A previsão do mercado financeiro para o Índice
Nacional de Preços ao Consumidor Amplo (IPCA), referência oficial da inflação
no país, passou de 5,09% para 5,11% este ano. A estimativa está no Boletim
Focus desta segunda-feira (8), pesquisa divulgada semanalmente pelo Banco
Central (BC) com a expectativa de instituições financeiras para os principais
indicadores econômicos.
Com a guerra no Oriente Médio pressionando o preço
dos combustíveis e a inflação, a previsão para o IPCA deste ano foi elevada
pela décima terceira semana seguida, estourando o intervalo da meta que deve
ser perseguida pelo BC.
Estabelecida pelo Conselho Monetário Nacional (CMN),
a meta é 3%, com intervalo de tolerância de 1,5 ponto percentual. Ou seja, o
limite inferior é 1,5% e o superior, 4,5%.
Em abril, o preço dos alimentos pressionou a
inflação oficial, que fechou em 0,67%. O IPCA acumulado em 12 meses ficou em
4,39%, de acordo com o Instituto Brasileiro de Geografia e Estatística (IBGE),
ainda dentro do teto da meta de inflação.
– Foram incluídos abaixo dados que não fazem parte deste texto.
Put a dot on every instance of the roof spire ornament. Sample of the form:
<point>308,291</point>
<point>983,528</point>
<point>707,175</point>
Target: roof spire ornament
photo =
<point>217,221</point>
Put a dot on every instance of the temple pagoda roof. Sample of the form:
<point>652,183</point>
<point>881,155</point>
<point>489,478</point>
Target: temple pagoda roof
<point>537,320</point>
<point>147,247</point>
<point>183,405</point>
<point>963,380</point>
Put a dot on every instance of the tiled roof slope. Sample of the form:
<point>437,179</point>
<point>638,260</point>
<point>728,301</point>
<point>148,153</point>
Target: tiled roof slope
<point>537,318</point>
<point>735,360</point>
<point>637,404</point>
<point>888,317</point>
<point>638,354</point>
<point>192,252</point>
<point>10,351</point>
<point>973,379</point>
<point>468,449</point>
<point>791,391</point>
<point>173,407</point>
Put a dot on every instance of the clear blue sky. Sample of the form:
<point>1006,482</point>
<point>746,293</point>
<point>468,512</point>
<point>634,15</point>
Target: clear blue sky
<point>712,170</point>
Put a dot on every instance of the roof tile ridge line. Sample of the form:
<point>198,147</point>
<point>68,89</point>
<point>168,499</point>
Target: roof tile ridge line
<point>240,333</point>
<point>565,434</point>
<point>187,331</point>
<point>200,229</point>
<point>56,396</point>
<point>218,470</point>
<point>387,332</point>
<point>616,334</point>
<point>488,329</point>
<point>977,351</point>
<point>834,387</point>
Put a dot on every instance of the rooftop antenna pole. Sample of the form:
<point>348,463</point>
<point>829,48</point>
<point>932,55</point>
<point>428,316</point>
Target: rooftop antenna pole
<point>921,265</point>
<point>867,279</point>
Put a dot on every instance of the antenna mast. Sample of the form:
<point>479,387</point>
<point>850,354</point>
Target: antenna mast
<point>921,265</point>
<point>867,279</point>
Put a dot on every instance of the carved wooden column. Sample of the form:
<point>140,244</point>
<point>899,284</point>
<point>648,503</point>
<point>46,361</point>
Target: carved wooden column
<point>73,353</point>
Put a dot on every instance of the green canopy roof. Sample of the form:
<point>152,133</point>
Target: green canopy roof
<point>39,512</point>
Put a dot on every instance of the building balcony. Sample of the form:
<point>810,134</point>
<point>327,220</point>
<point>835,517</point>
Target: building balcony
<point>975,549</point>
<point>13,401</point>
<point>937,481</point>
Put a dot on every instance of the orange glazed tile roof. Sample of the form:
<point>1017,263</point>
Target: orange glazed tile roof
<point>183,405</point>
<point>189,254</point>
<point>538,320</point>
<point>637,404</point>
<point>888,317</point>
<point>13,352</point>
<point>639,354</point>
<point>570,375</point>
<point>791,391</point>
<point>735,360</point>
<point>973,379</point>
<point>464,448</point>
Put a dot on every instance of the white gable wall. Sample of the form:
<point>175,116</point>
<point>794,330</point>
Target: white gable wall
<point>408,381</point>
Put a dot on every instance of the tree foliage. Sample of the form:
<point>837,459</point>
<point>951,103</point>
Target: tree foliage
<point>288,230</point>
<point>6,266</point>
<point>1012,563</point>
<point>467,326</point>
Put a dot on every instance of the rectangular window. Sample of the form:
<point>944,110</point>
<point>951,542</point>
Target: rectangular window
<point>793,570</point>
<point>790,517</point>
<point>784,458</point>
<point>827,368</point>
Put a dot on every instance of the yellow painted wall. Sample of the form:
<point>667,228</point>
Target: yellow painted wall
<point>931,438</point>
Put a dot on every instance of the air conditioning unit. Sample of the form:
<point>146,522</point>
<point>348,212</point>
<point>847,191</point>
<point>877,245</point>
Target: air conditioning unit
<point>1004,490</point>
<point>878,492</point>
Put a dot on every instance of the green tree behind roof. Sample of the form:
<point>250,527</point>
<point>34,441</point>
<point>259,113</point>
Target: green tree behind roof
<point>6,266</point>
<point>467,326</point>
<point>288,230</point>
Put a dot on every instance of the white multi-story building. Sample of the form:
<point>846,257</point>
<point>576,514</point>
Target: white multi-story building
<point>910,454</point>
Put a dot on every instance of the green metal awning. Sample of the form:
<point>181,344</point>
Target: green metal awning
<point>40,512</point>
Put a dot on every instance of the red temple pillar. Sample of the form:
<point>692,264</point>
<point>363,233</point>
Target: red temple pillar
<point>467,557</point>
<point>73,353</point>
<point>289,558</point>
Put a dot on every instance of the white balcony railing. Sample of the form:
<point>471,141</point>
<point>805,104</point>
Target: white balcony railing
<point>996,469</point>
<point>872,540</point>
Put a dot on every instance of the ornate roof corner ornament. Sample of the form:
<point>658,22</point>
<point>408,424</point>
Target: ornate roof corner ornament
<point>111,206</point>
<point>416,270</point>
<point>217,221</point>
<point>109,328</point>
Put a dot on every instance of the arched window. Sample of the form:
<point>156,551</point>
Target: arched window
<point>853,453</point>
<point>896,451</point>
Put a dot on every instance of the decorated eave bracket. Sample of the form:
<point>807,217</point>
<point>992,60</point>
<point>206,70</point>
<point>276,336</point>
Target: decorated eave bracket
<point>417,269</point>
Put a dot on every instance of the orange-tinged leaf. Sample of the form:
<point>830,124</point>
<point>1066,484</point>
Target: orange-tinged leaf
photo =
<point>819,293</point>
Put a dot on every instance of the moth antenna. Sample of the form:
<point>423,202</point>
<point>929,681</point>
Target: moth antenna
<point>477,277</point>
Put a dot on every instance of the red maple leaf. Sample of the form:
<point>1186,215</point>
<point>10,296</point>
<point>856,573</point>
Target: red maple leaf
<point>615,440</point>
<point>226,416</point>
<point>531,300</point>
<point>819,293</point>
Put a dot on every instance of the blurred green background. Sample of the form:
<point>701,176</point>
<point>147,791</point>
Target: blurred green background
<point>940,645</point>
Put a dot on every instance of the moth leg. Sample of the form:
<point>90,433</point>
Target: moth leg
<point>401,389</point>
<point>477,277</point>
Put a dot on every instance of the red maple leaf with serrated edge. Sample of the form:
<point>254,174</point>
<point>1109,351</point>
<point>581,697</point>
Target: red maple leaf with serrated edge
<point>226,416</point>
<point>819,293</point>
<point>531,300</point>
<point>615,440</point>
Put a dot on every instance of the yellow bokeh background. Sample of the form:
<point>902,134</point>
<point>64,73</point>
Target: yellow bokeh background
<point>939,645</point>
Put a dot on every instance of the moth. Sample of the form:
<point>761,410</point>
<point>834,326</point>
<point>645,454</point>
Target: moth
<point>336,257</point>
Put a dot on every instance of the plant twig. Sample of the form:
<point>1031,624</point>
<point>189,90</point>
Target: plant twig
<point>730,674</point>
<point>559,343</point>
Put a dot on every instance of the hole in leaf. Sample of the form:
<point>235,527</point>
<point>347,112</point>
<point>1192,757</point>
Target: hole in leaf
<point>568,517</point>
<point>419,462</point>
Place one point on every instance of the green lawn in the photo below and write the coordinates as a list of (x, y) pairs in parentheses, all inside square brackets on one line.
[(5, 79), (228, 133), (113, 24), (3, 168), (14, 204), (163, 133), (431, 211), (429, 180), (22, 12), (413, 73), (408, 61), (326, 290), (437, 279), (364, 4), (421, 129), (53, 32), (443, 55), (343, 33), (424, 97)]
A inflação de maio será divulgada na próxima
sexta-feira (12) pelo IBGE.
Para 2027, a projeção da inflação variou de 4,02%
para 4,03%. Para 2028 e 2029, as estimativas são de 3,65% e 3,5%,
respectivamente.
Taxa
Selic
Para alcançar a meta de inflação, o Banco Central
usa como principal instrumento a taxa básica de juros, a Selic, definida
atualmente em 14,5% ao ano pelo Comitê de Política Monetária (Copom) do BC. Na
última reunião, em abril, por unanimidade, o colegiado reduziu a Selic em 0,25
ponto percentual, pela segunda vez seguida, apesar das tensões em torno da
guerra no Oriente Médio.
De junho de 2025 a março deste ano, a Selic ficou em
15% ao ano, o maior nível em quase 20 anos. O Copom voltou a cortar os juros na
reunião passada, num cenário de queda da inflação. No entanto, a guerra no
Oriente Médio, que se refletiu no aumento dos preços de combustíveis e de
alimentos, dificulta o trabalho do Copom.
Em ata, o colegiado não deu pistas sobre a evolução
dos juros. No documento, o BC informou que está monitorando o conflito e os
efeitos de um possível prolongamento sobre a inflação.
O próximo encontro do Copom para definir a Selic será
nos dias 16 e 17 de junho.
Nesta edição do Focus, a estimativa dos analistas de
mercado para a taxa básica até o fim de 2026 subiu de 13,25% ao ano para 13,5%
ao ano. Para 2027 e 2028, a previsão é que a Selic seja reduzida para 11,5% ao
ano e 10% ao ano, respectivamente. Em 2029, a taxa deve ficar em 10% ao ano.
Quando o Copom aumenta a Selic, a finalidade é
conter a demanda aquecida, o que causa reflexos nos preços, porque os juros
mais altos encarecem o crédito e estimulam a poupança. Assim, taxas mais altas
também podem dificultar a expansão da economia.
Os bancos ainda consideram outros fatores na hora de
definir os juros cobrados dos consumidores, como risco de inadimplência, lucro
e despesas administrativas.
Quando a Taxa Selic é reduzida, a tendência é que o
crédito fique mais barato, com incentivo à produção e ao consumo, diminuindo o
controle sobre a inflação e estimulando a atividade econômica.
PIB
e câmbio
Nesta edição do boletim do Banco Central, a
estimativa das instituições financeiras para o crescimento da economia
brasileira este ano saiu de 1,9% para 1,91%. Para 2027, a projeção para o
Produto Interno Bruto (PIB, a soma dos bens e serviços produzidos no país)
permanece em 1,7%. Para 2028 e 2029, o mercado financeiro estima expansão do
PIB em 2% para os dois anos.
No primeiro trimestre de 2026, a economia do país
cresceu 1,1%
na comparação
com o último trimestre de
2025. No acumulado de 12 meses, houve expansão de 2%, de acordo com o IBGE.
Em 2025, a economia brasileira cresceu 2,3%, com
expansão em todos os setores e destaque para a agropecuária. O resultado
representa o quinto ano seguido de crescimento.
No Focus desta semana, a previsão da cotação do
dólar está em R$ 5,15 para o final deste ano. No fim de 2027, estima-se que a
moeda norte-americana fique em R$ 5,20.